When he turned to look at Celestia, he saw her staring back at him with a raised eyebrow. Almost guilty, he turned away, unable to bear her gaze. Did she know? Was she okay with it? Perhaps he was making a mountain out of a molehill. He made the mistake of looking right at Gosling, and thought of what Eventide had said about him. It was a mistake to look at anypony right now, so he cast his gaze to the floor and left it there.

“Who’s ready for lunch?” Celestia asked. “I know I am.”

“I want something deep fried, then drenched with caramel and chocolate,” Luna replied.

“Mama, no.” Hailstone squirmed against her mother, but all her wiggling was to no avail. “That’ll make your butt-butt big.”

“You made my butt big, but I still had you,” Luna said in a voice made lively with mirth.

“Mama… awful. Besides, that was Daddy’s fault. I heard you say it.”

“Hey, what’s the big idea?” Gosling demanded.

“She’s not wrong,” Luna said in Hailstone’s defense.

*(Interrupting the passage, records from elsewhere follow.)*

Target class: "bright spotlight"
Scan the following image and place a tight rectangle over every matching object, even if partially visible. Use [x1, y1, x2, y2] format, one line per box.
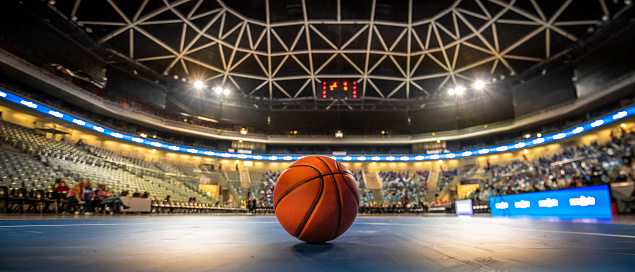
[454, 86, 465, 95]
[474, 80, 485, 90]
[194, 80, 204, 89]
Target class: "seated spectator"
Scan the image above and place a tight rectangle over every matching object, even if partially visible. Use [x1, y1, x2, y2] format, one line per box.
[66, 181, 84, 213]
[53, 179, 70, 199]
[84, 182, 95, 214]
[97, 184, 130, 213]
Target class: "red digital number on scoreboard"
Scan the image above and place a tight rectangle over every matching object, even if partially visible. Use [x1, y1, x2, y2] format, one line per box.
[322, 80, 357, 99]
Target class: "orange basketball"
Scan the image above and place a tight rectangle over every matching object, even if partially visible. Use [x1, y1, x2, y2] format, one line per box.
[273, 156, 359, 243]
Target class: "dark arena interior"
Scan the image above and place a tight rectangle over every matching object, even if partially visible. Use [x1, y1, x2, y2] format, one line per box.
[0, 0, 635, 272]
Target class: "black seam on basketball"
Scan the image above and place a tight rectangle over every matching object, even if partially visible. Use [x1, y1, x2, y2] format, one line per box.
[316, 156, 333, 173]
[337, 163, 359, 205]
[273, 171, 341, 209]
[273, 165, 322, 208]
[296, 174, 324, 238]
[329, 172, 346, 240]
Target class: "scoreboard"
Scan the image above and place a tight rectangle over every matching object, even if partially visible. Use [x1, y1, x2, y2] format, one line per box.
[322, 80, 357, 99]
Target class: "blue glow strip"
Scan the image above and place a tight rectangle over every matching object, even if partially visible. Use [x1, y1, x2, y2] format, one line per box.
[0, 90, 635, 162]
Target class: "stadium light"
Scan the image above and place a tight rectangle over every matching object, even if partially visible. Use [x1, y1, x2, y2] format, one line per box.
[454, 85, 465, 95]
[474, 79, 485, 91]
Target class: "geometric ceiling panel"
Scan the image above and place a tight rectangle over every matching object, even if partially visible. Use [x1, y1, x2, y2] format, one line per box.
[52, 0, 625, 106]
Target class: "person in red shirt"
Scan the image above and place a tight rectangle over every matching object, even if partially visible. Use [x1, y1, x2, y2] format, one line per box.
[97, 184, 130, 213]
[53, 179, 70, 196]
[66, 181, 84, 213]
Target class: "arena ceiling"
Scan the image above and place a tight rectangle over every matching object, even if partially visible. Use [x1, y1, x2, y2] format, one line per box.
[49, 0, 630, 107]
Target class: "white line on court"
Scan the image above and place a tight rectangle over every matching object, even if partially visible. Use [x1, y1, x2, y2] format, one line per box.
[510, 228, 635, 239]
[395, 233, 496, 271]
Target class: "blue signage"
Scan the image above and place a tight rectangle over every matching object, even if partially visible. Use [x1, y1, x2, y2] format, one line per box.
[454, 199, 474, 216]
[489, 185, 613, 219]
[0, 87, 635, 162]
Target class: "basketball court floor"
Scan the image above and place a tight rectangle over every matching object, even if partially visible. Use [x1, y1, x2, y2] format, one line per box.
[0, 215, 635, 272]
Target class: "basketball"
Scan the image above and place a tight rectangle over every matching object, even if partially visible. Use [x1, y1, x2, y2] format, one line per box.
[273, 156, 359, 243]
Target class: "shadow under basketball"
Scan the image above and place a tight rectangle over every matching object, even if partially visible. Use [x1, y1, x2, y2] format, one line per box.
[293, 243, 333, 257]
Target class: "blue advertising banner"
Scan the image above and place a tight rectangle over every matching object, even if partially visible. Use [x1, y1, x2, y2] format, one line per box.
[490, 185, 613, 219]
[454, 199, 474, 216]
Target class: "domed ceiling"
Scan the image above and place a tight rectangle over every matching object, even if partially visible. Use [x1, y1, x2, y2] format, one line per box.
[52, 0, 630, 107]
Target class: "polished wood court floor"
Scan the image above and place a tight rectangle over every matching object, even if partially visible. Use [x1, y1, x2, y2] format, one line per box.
[0, 215, 635, 272]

Sundance could feel things escalating, and he could not help but smile.

“Let us go make our anticipated appearance,” Celestia said. “Smiling faces, everpony. Happy, smiling faces. Public appearance faces. Radiance, big smile. Nuance, no smirking. Corbie… I never have to worry about you. Luna, will you rouse yourself?”

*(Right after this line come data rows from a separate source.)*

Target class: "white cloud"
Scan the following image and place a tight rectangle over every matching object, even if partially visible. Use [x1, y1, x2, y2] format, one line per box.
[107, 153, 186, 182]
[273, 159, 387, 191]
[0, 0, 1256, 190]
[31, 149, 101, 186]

“We shall see,” was the sleepy blue alicorn’s response.

“Aurora is out like a light, I think.” Gosling looked down at the floor, where the stuffed animal that was his daughter lay perfectly still. “What do we do with her?”

“I suggest the dungeon, it would be for the best—”

“Nuance, why I oughta… I don’t want no unicorn rivalries between you and your sister!”

“Well then, you shouldn’t have made my sister.”

Alarmed, Sundance realised that this wasn’t a joke. Disturbed, he witnessed a silent contest of wills between father and son, and was relieved when Celestia covered Nuance’s face with her wing, ending the staring contest before it became something far more serious. Clearing her throat, the big mare cast a warning glance at her husband, clucked her tongue, and shook her head.

“No squabbling. Today, we put our differences aside. Nuance, I’m incredibly proud of what you’ve accomplished. I am proud of you. Please, don’t ruin that. Please?” Then, swivelling her head around, she focused her piercing stare on Radiance. “Not a word from you. If you say whatever snarky thing it is that you are thinking right now, I will have you confined to quarters. Got me?”

Radiance, fearless, stared up at his mother without blinking.

“Let me put this another way.” Celestia’s tone was cool and measured. “Not only will you be confined to quarters, but you will get a drastic dressing down. A public one. In front of the soldiery. Do you understand?”

Flinching, Radiance turned away, nodded, and mumbled, “Yes Ma’am.”

“Now”—Celestia held her head high —“while the glue holds, let us go have lunch.”